PARIS (Reuters) - France's Constitutional Council will decide on Thursday whether adopting the European Union's fiscal pact requires an amendment to the constitution, sources said, posing a potential headache for President Francois Hollande.
Hollande has pledged to avoid writing a budgetary "golden rule" into the constitution but jurists say the verdict from France's highest constitutional authority is too close to call.
While the risk of the pact not getting ratified is small, a call by the Council for a constitutional amendment would give Hollande a bigger parliamentary hurdle to clear and could bring old divisions in his Socialist Party over Europe to the fore.
Lawmakers in the party's left wing are calling for an indepth debate on European fiscal integration that could unnerve financial markets just as Hollande tries to convince Berlin he is on board with its road map to closer union.
"Whether or not we have to amend the constitution I think the fiscal pact will be ratified. But opinions vary. We need to open a debate as soon as possible on Europe," said Henri Emmanuelli, a veteran Socialist deputy who voted "No" in France's 2005 referendum on the EU constitution.
"You can't ask people to take a pill without explaining to them what it's for," he said.

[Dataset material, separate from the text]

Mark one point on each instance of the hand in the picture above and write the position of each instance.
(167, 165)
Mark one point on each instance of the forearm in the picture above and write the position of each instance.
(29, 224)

Hollande is hoping he can adopt the fiscal pact -- which enshrines tough debt rules for Europe -- via a "super-law" that would hold governments to meeting deficit-cutting targets without needing to tamper with the constitution.
Yet the conservative UMP party supports a constitutional change, which would require a three-fifths majority in a bicameral parliament vote. Even some senior Socialist politicians have suggested an amendment is unavoidable.
"The court will sit all day on Thursday. Depending how fast deliberations go, a decision will be announced on Thursday evening or on Friday morning," said a source familiar with the situation.
If the Council calls for an amendment, Hollande would be reliant on support from centrist and conservative lawmakers to make up for any eurosceptics on the left and reach the required 60 percent majority.
The alternative, calling a referendum to pass the amendment, would trigger a fraught national debate on the push towards more fiscal and political integration in Europe, an issue that split the Socialist Party in 2005 and remains highly divisive.
Hollande is haunted by his unsuccessful campaign for a "Yes" vote in the 2005 referendum on a European constitution and would likely resist any calls from eurosceptics to hold a public vote.
LAWYERS WORK ON OPTIONS
The fiscal pact signed in March obliges governments to write into national law, preferably at a constitutional level, the obligation to restrict structural deficits to a maximum of 0.5 percent of gross domestic product under normal circumstances.
Hollande, currently vacationing on the 13th-century Mediterranean island fort of Bregancon, hopes that an organic law -- a type of law that has constitutional weight -- obliging the government to meet budget targets would suffice.
The government has a majority in both houses of parliament, meaning it could pass such a law as soon as September.
However, Jean-Jacques Urvoas, the Socialist head of the National Assembly's legal commission, said in July that he believed the EU pact required a constitutional reform.
Because the pact was not signed by Britain or the Czech Republic, it does not fall under a constitutional provision for ceding powers to the 27-nation European Union, he said.
In preparation for a negative outcome, Hollande's legal team is drafting a constitutional clause that would permit the existence of an organic law on budget targets which the president hopes could be passed with minimal debate.
Hollande, who was an outspoken opponent of German-led fiscal austerity during his election campaign, made his acceptance of the pact conditional on the inclusion of a 120-billion-euro package of growth measures, approved by EU leaders in late June.
But the Communist-dominated Left Front, as well as far-left members of the Socialist Party and some members of their Greens Party allies still oppose the fiscal pact as too rigid.
Germany's Constitutional Court is also due to rule on September 12 on the constitutional compatibility of the fiscal pact and a separate agreement to set up a 500 billion euro permanent euro zone bailout fund.